This has nothing to do with law and everything to do with Latina and female. You need not lead any particular life to interpret the law. She is openly racist and sexist. 
It isn't talk radio or conservative blogs that brought me to my conclusion. It is the very speech you posted.


----------



## seabass (Sep 26, 2002)

Sure its accurate. These people are not robots. They are humans with a history of experiences that help guide their decisions, like it or not. Alito points that out with his comments in the link I posted above. Just as Sotomayor noted in her speech,


> Personal experiences affect the facts that judges choose to see.

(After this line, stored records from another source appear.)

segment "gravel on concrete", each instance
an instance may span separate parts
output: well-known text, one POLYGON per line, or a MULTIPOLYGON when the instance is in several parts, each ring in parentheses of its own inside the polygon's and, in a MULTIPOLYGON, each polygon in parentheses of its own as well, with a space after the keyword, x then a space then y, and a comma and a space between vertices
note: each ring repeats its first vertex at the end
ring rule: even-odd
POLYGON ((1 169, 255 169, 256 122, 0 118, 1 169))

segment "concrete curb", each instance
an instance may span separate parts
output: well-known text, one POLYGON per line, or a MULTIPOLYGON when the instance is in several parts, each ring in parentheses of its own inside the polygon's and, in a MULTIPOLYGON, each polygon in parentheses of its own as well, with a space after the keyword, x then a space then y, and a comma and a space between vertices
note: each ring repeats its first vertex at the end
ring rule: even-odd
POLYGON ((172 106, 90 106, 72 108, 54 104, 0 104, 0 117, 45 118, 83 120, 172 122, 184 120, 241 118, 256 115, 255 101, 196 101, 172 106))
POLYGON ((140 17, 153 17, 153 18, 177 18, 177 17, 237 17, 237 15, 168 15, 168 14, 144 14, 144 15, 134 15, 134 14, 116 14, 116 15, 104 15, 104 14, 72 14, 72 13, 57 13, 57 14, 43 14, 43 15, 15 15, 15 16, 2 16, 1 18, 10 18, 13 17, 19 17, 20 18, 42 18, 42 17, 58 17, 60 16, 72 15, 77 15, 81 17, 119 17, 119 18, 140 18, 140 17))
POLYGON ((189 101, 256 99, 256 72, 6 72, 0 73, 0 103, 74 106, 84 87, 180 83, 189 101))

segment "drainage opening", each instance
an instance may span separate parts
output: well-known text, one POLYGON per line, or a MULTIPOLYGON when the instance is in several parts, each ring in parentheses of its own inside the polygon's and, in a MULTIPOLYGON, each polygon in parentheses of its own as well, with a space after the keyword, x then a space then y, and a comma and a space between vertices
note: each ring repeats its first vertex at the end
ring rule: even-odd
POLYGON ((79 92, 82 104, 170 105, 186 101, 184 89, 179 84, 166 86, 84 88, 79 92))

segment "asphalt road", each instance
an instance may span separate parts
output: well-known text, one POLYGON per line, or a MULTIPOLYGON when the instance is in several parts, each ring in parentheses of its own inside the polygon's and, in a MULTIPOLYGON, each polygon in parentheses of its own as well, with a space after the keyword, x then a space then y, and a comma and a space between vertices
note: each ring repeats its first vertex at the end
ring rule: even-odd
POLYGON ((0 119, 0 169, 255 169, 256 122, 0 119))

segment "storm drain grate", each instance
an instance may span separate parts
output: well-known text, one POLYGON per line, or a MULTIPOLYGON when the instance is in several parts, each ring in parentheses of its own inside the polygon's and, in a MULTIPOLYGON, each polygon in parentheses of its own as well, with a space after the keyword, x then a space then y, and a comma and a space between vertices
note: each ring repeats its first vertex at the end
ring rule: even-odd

 I think you would have to be pretty naive to not believe that is true.

I want to add that I believe her statement is in fact not true and it was a reckless thing for her to say. However, her main point in the speech is that one's experiences, like it or not, help guide the decision making process.


----------



## seabass (Sep 26, 2002)

Plainsman said:


> > She is openly racist and sexist.
> > It isn't talk radio or conservative blogs that brought me to my conclusion. It is the very speech you posted.


  (yeah right!)

You guys are grasping at straws on this one. To think that you are hanging her out to dry by pulling a single sentence out of context from an entire speech she gave years ago. If this is all you've got, I believe she will be confirmed with no problems, whatsoever.


----------



## Plainsman (Jul 30, 2003)

> out of context


What's out of context? You posted the entire speech. I only listed the offensive part. You know as well as I do that if it was a white male that said because he had grown up rich and wealthy he would make better decisions than someone who had not experienced his life. The minorities would be marching in the streets. If that's the game they want to play fine, but lets all play by the same rules. 
I once heard an idiot on the evening news in Phoenix say that minorities could not be prejudice, that you could only be prejudice if you were white. Try to wrap your mind around that statement. Oh, and the guy was white. Here is what happened.
The blacks and Hispanics have their turf areas at the high school. They got into a fight when blacks invaded the Hispanic turf. At first they reported racist violence on the news. Later they retracted saying that no whites were involved therefore there was no racism or prejudice. Then he gave the above reason. What a bunch of political correct bs. Lack of meaningful thought and statements like that will cause more conflict than it solves. The problem is the mentally challenged will believe it.


----------



## seabass (Sep 26, 2002)

Plainsman, of course it's only offensive _if_ taken out of context.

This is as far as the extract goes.